20th Anniversary Final GLAY in TOKYO DOME 2015 Miracle Music Hunt Forever
5月30日(土)31日(日)の2日間にわたって開催。
チケット一般発売は4月25日(土)
詳しくはコチラ


――明かせないことも多いと思いますが、東京ドームでは「こんなことをやりたい」というプランはもうあるのですか?

JIRO:衣装は早い段階から、「こんな感じで行きたい」というのは決まりました。いつもと若干テイストが違う感じ。

――アリーナツアーともまた違うんですか?

JIRO:うん、違う。たまたま街で見ていて、「あ、こういう感じを久々に着てみたら、東京ドームに来た人は面白がるんじゃないかな? ビックリするんじゃないかな?」っていうアイディアがあって。俺はそういうサプライズ的なことがやっぱり好きなんだよね。HISASHIのバースデー・イブ(2月1日の大阪城ホール)ライブの時に、メンバー全員でツートン・ヘアにしてステージに上がる、とかね。「皆やらねえ? どう?」って。

――あれはJIROさん発案だったんですか!?

JIRO:そう(笑)。俺たちがゾロゾロとステージに上がって行ったら、HISASHIが口をあんぐりしてたな。そういうのが好き(笑)。

――遊び心を失わないですよね(笑)。東京ドームという場所に対する特別な想いを持つファンの方が多いと思います。
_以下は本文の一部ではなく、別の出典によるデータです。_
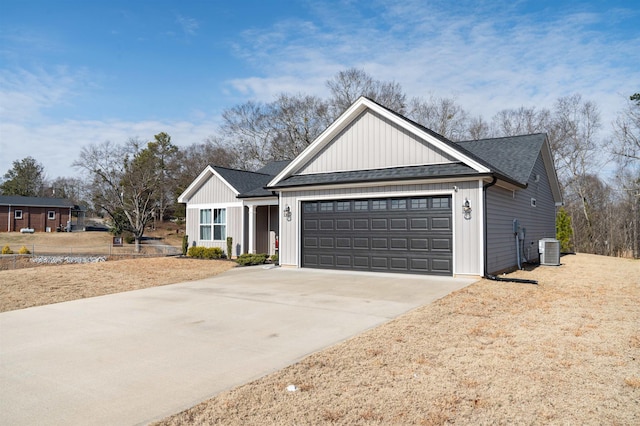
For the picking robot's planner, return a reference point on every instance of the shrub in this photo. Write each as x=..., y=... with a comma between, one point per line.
x=251, y=259
x=185, y=244
x=205, y=252
x=229, y=247
x=129, y=238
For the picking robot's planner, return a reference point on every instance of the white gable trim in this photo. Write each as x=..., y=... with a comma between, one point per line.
x=351, y=114
x=200, y=180
x=547, y=158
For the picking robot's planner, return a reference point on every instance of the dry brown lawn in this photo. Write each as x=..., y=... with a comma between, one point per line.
x=566, y=351
x=23, y=288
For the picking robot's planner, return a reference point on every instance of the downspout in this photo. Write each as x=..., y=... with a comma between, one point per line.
x=486, y=262
x=484, y=214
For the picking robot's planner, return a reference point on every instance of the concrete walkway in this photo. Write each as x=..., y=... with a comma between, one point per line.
x=135, y=357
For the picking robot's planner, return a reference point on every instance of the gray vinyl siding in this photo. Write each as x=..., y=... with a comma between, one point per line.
x=373, y=142
x=467, y=233
x=503, y=206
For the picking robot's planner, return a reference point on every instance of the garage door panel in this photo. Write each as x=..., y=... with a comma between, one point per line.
x=361, y=262
x=399, y=264
x=419, y=224
x=361, y=224
x=310, y=224
x=398, y=224
x=379, y=243
x=361, y=243
x=343, y=224
x=326, y=225
x=441, y=244
x=399, y=244
x=378, y=224
x=419, y=244
x=378, y=262
x=390, y=234
x=343, y=243
x=438, y=223
x=326, y=242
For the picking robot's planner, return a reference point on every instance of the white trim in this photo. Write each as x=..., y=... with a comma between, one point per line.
x=427, y=193
x=351, y=114
x=253, y=202
x=200, y=180
x=378, y=168
x=378, y=183
x=481, y=227
x=214, y=205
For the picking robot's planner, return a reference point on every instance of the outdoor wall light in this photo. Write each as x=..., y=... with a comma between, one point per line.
x=466, y=209
x=287, y=212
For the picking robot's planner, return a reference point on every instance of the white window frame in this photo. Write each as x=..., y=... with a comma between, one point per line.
x=205, y=225
x=219, y=222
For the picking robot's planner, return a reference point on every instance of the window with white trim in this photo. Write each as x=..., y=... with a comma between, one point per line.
x=205, y=224
x=213, y=224
x=219, y=224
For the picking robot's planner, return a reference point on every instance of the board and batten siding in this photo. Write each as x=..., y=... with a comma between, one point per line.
x=234, y=227
x=467, y=249
x=503, y=206
x=373, y=142
x=214, y=189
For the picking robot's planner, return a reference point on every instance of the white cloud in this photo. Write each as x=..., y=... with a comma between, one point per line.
x=188, y=25
x=489, y=59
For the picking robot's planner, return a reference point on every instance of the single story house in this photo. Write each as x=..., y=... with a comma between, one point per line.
x=41, y=214
x=379, y=192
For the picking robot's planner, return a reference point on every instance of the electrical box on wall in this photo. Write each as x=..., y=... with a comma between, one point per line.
x=549, y=249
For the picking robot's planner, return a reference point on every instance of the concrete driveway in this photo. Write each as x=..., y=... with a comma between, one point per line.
x=135, y=357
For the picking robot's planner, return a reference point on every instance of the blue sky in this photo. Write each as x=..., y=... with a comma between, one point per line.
x=76, y=72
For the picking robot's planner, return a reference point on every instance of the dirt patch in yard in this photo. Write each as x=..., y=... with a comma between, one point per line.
x=566, y=351
x=23, y=288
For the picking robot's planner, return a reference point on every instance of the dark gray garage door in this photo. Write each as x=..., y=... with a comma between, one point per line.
x=411, y=235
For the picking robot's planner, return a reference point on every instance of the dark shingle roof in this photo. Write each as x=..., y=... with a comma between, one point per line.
x=513, y=156
x=18, y=200
x=389, y=174
x=251, y=184
x=274, y=167
x=241, y=180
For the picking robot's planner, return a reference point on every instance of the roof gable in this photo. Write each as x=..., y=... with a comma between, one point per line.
x=515, y=156
x=443, y=150
x=371, y=141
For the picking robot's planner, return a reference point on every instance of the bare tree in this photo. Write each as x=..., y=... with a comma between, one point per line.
x=298, y=121
x=348, y=85
x=521, y=121
x=247, y=129
x=442, y=115
x=577, y=155
x=124, y=183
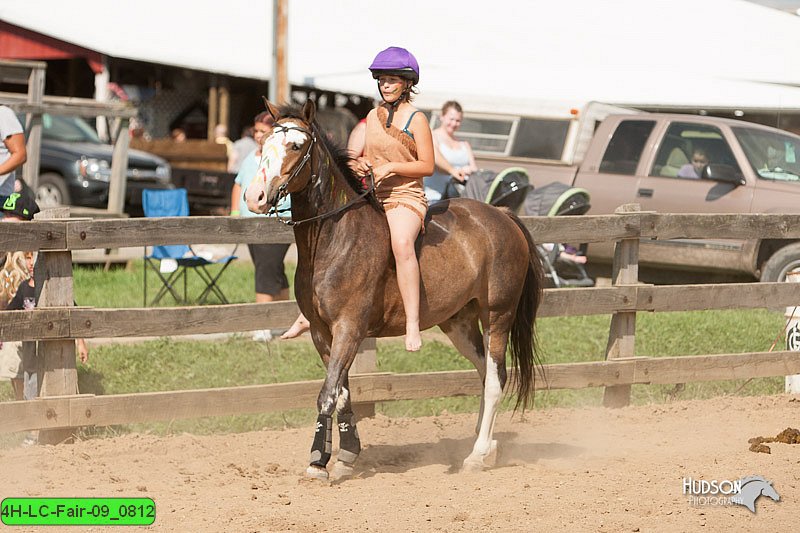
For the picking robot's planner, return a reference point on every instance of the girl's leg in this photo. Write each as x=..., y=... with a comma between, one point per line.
x=300, y=326
x=404, y=226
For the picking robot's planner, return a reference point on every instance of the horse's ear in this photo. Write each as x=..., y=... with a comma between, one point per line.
x=309, y=111
x=273, y=111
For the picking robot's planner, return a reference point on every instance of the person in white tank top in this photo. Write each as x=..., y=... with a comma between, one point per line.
x=452, y=156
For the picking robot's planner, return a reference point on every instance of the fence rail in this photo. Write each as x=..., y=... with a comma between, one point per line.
x=57, y=323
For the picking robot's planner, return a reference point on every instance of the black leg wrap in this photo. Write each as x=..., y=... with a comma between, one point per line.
x=349, y=443
x=321, y=447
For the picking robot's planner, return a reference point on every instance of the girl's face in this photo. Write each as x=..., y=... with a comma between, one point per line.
x=451, y=120
x=391, y=87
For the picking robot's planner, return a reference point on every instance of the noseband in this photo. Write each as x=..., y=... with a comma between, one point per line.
x=306, y=158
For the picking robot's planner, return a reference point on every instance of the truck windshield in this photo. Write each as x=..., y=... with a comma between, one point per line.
x=772, y=155
x=68, y=129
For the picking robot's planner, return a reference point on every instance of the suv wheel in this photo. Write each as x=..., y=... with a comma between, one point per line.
x=783, y=261
x=51, y=191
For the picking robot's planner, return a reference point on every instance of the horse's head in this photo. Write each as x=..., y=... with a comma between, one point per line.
x=285, y=159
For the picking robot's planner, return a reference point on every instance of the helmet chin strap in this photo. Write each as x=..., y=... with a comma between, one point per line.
x=393, y=105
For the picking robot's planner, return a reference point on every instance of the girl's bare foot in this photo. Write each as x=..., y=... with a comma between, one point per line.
x=300, y=326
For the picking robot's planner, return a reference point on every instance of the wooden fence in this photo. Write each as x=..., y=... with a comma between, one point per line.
x=55, y=323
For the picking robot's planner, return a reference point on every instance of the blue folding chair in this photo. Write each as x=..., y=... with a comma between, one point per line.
x=175, y=203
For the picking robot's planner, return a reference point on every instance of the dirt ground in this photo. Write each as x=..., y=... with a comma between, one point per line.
x=568, y=469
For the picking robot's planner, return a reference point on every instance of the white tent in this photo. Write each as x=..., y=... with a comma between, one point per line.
x=491, y=56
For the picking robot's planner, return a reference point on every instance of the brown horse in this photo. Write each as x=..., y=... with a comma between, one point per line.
x=480, y=278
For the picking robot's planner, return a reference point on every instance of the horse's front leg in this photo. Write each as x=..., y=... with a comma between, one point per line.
x=349, y=442
x=335, y=396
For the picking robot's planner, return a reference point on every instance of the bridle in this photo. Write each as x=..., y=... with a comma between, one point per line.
x=282, y=190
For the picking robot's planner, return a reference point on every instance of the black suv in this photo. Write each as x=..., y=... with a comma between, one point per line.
x=75, y=167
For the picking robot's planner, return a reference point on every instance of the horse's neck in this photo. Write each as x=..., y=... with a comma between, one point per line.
x=327, y=192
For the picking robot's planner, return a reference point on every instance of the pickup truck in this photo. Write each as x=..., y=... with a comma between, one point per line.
x=637, y=157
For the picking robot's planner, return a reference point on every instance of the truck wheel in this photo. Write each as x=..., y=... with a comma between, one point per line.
x=784, y=260
x=51, y=191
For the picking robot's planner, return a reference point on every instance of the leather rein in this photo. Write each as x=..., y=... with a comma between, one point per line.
x=303, y=162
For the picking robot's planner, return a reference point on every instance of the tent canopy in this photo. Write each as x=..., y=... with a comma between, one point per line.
x=715, y=53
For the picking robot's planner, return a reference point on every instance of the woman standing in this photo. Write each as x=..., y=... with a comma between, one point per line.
x=454, y=158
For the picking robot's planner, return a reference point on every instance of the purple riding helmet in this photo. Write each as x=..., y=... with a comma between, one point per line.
x=396, y=61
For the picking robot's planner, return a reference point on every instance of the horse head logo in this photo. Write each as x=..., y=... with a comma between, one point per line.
x=752, y=488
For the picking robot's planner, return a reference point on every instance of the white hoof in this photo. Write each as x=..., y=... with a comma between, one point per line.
x=342, y=470
x=477, y=462
x=315, y=472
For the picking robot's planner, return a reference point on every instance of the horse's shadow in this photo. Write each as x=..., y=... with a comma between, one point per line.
x=389, y=458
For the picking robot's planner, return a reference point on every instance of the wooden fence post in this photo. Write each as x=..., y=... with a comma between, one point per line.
x=57, y=374
x=366, y=362
x=622, y=333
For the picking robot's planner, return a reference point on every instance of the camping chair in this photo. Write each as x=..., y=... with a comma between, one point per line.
x=175, y=203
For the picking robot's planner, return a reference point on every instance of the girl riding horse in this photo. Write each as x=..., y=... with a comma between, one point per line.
x=399, y=153
x=480, y=276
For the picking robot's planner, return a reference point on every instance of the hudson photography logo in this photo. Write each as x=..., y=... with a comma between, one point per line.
x=744, y=491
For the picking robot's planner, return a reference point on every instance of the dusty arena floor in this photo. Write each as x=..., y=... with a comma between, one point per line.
x=557, y=469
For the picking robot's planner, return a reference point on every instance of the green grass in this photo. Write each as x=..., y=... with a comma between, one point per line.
x=123, y=287
x=168, y=364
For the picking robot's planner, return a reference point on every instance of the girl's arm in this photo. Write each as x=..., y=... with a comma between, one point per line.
x=472, y=166
x=236, y=196
x=424, y=164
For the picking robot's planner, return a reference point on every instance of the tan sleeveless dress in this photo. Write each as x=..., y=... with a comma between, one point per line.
x=393, y=145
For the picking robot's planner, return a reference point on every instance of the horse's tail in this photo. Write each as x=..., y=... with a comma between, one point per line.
x=523, y=341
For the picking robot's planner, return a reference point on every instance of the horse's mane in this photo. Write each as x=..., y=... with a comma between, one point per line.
x=340, y=155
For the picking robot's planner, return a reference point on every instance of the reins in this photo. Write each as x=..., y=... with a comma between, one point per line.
x=306, y=158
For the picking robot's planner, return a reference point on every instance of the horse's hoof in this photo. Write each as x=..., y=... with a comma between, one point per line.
x=316, y=472
x=342, y=470
x=472, y=465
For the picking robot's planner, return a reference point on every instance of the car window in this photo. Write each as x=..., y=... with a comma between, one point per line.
x=68, y=129
x=625, y=148
x=687, y=147
x=773, y=156
x=541, y=138
x=485, y=135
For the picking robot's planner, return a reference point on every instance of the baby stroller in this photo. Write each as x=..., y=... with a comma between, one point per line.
x=508, y=188
x=562, y=263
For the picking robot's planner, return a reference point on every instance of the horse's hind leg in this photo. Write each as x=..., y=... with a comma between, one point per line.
x=464, y=332
x=493, y=385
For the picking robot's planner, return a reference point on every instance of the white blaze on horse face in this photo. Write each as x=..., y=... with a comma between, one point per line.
x=273, y=152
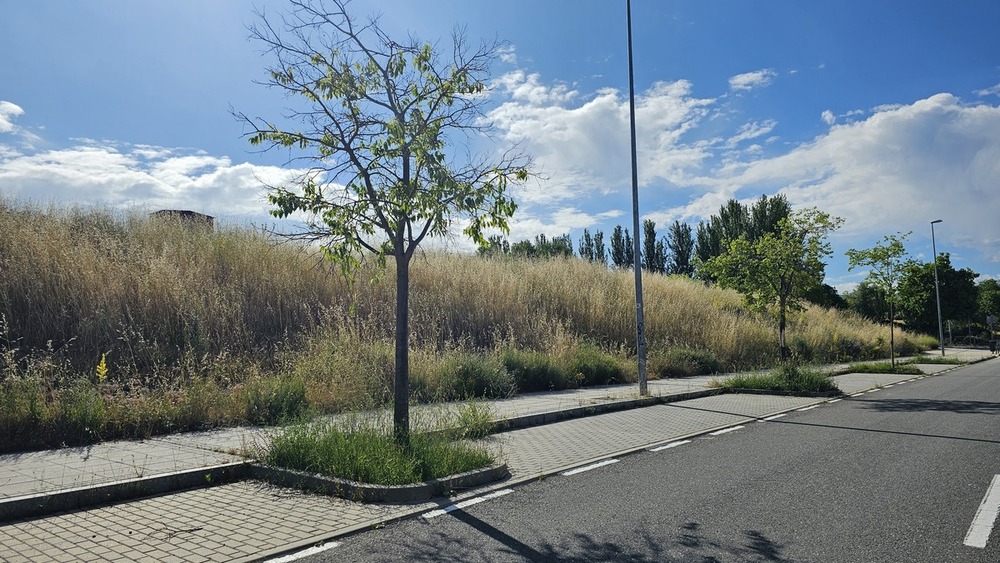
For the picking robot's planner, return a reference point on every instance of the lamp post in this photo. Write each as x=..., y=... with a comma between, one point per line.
x=640, y=323
x=937, y=287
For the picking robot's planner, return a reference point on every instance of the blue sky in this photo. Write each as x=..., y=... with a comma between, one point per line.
x=884, y=113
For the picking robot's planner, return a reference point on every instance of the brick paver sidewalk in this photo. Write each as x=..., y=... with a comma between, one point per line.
x=250, y=520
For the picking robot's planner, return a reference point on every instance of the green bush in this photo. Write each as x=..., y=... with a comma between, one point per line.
x=683, y=362
x=275, y=401
x=596, y=367
x=366, y=452
x=789, y=378
x=535, y=371
x=466, y=376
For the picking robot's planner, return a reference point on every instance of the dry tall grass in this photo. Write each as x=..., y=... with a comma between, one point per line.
x=190, y=319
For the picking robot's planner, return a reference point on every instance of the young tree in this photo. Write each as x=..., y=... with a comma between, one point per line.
x=778, y=268
x=600, y=253
x=917, y=298
x=654, y=257
x=587, y=246
x=885, y=261
x=681, y=246
x=622, y=251
x=384, y=126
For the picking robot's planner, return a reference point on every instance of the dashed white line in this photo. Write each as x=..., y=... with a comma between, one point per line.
x=304, y=553
x=986, y=516
x=670, y=445
x=465, y=503
x=725, y=430
x=588, y=467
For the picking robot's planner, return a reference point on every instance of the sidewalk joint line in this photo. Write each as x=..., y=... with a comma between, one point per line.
x=726, y=430
x=304, y=553
x=670, y=445
x=588, y=467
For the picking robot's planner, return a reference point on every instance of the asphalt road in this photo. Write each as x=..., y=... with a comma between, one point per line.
x=893, y=475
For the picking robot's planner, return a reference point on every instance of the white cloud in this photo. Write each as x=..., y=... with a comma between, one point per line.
x=527, y=88
x=750, y=131
x=584, y=148
x=894, y=171
x=751, y=80
x=508, y=54
x=125, y=176
x=991, y=91
x=8, y=111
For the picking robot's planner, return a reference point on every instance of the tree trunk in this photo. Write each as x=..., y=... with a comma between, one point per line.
x=401, y=389
x=781, y=329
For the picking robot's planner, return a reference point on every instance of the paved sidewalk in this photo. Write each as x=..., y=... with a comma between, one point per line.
x=249, y=520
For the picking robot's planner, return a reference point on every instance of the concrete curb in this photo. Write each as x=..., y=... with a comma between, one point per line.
x=42, y=504
x=364, y=492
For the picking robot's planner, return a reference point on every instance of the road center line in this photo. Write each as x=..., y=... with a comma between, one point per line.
x=304, y=553
x=725, y=430
x=986, y=516
x=465, y=503
x=670, y=445
x=588, y=467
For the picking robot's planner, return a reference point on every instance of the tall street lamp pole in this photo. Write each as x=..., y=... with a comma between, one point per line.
x=640, y=323
x=937, y=287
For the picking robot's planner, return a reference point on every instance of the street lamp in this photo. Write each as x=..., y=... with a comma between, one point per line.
x=937, y=287
x=640, y=323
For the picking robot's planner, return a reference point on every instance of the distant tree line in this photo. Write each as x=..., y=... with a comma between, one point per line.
x=684, y=251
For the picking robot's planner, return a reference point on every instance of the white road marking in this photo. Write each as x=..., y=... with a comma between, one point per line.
x=588, y=467
x=725, y=430
x=304, y=553
x=465, y=503
x=986, y=516
x=670, y=445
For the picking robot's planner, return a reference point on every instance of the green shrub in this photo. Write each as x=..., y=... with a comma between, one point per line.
x=683, y=362
x=275, y=401
x=535, y=371
x=790, y=378
x=79, y=418
x=364, y=451
x=596, y=367
x=463, y=375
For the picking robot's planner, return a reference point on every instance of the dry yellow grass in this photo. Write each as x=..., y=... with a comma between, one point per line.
x=184, y=315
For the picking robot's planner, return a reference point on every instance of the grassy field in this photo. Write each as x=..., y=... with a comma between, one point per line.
x=198, y=329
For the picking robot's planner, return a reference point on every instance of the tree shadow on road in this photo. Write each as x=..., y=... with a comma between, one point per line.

'05年の公演時と今とでは、GLAYの皆さんの精神状態も、随分違うでしょうね?

JIRO:2005年はまだ髪立てて、目元は超グルグルに真っ黒なメイクをしてたし、たしかに、今とは全然違うよね。さっき俺のラジオに届いた、「東京ドームのジャケット、ついに取りに行くんですね! 私はあの時小学生でした」というメッセージを読んでいて。「今自分は社会人になってそれを目撃する……こんな日が来るとは!」みたいな感じで、超盛り上がってるんですよ。「俺、その気持ちを完全に忘れている!」と反省して。俺たちなんて今、白いジャケットがやれ黄ばんで来ただの、カビ生えてただの、ちょっとギャグにしてたからね。「ダメだ、そんなこと言っちゃ!」「俺もこういう子たちのためにちゃんとやんないと!」と目が覚めました(笑)。東京ドームの空間ってやっぱり、すごく独特なものがあるし、めったに立てる場所でもないから、そういった意味でも楽しみにしていますね。